In this study, we utilized a structural arrangement called “z-matrix-reference” (ZMR) to distinguish stereo structures of molecules by combining both common and different features of the three structure arrangements. In the ZMR arrangement of the four atoms of the core structure according to Cartesian coordinates, the first atom is placed at the origin, the second atom on the z-axis (hence the name z matrix) and the third atom on the yz-plane. The fourth atoms are located in a region where the x, y, z coordinate signs are the same and form the starting positions of the molecules. The remaining atoms are oriented in vector space with respect to four-point references of similar location. Using ZMR, similarly arranged molecules can be analyzed for their local reactive effects, thereby developing quantitative conformation-activity relationships. To relate the similarities between structure and activity in stereo molecules, whose properties and biological effects are often significantly different, the interaction points of these molecules in 3D space must be located with the necessary differences [41, 42].
To accurately determine the similarity between stereo molecules, it is crucial to consider the important properties of atom positions and bonds. This requires consideration of atoms in vector space, a structural arrangement that allows easy and strong separation between stereoisomer structures [35]. In vector space, the position of each atom relative to the four atoms is defined by the x, y, and z coordinates. By providing these principles, it becomes possible to accurately compare the 3D structure of stereo molecules and determine their similarity, which is necessary to predict their properties and biological effects. After aligning the molecular structures in 3D using said new structural alignment, the resulting atomic stacks in similar regions can form clusters without the need for external knowledge. Atoms in the same cluster can interact similarly with the shared chemical domains of the virtual receptor, which is important in predicting the molecule's activity.

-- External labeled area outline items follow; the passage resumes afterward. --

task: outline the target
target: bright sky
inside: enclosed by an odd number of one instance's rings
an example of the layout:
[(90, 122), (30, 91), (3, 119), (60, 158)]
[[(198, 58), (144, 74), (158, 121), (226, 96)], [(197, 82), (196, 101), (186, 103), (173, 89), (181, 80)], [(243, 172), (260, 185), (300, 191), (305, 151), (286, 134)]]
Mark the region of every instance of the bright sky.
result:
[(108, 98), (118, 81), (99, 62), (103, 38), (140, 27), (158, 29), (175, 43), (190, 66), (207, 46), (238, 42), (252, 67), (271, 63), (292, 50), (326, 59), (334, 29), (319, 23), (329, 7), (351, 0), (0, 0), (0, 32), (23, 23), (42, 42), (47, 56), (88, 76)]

To reduce the complexity and dimensionality of molecular space, various dimensionality reduction (DR) approaches have been developed, which use linear and nonlinear vector spaces to transform high-dimensional data in QSAR studies [3, 43]. In these approaches, clusters can form vector spaces which are also referred to as “chemical property spaces” [44, 45]. The most common DR method used in these approaches is principal component analysis (PCA) [46], which treats the atomic stack as a single point in a cluster and converts it into data matrices as small-scale input. Other DR methods that are frequently used include principal coordinates analysis (PCooA) [47], Sammon mapping (SM) [48], Kernel PCA [49], Isomap [49], Autoencoders [50], t-Distributed Stochastic Neighbour Embedding (t-SNE) [51] and stochastic proximity embedding (SPE) [52]. The key feature in all these methods is the optimization of the DR guiding criterion, which is based on the geometric representation of data. The main objective of analyzing such geometric spaces is to discover relationships between the points in the complex data structure formed by the clusters [53].
A three-step reduction process is applied to transform the molecular structures into a graphical representation without losing data. First, the atoms arranged in the ZMR coordinate system were clustered according to their close neighborhoods, and the atoms in a common chemical area in each cluster are reduced to a single point. Second, vector space distances between atoms are calculated using such as x, y, z coordinates in the ZMR coordinate system and these distances are used to construct an electron topological matrix (ETM) representing different stereo structures. In one layer of the ETM, the distances between atoms in non-diagonal elements are given in Å, while the LRDs of atoms in diagonal elements exist electronically. The 3D ETM with the same distances and a different LRD in each layer is reduced to a 2D ETM where the distances and LRDs are represented in a single layer. Third, the interaction points in 3D space are reduced to a vector with consecutive number indices along an axis.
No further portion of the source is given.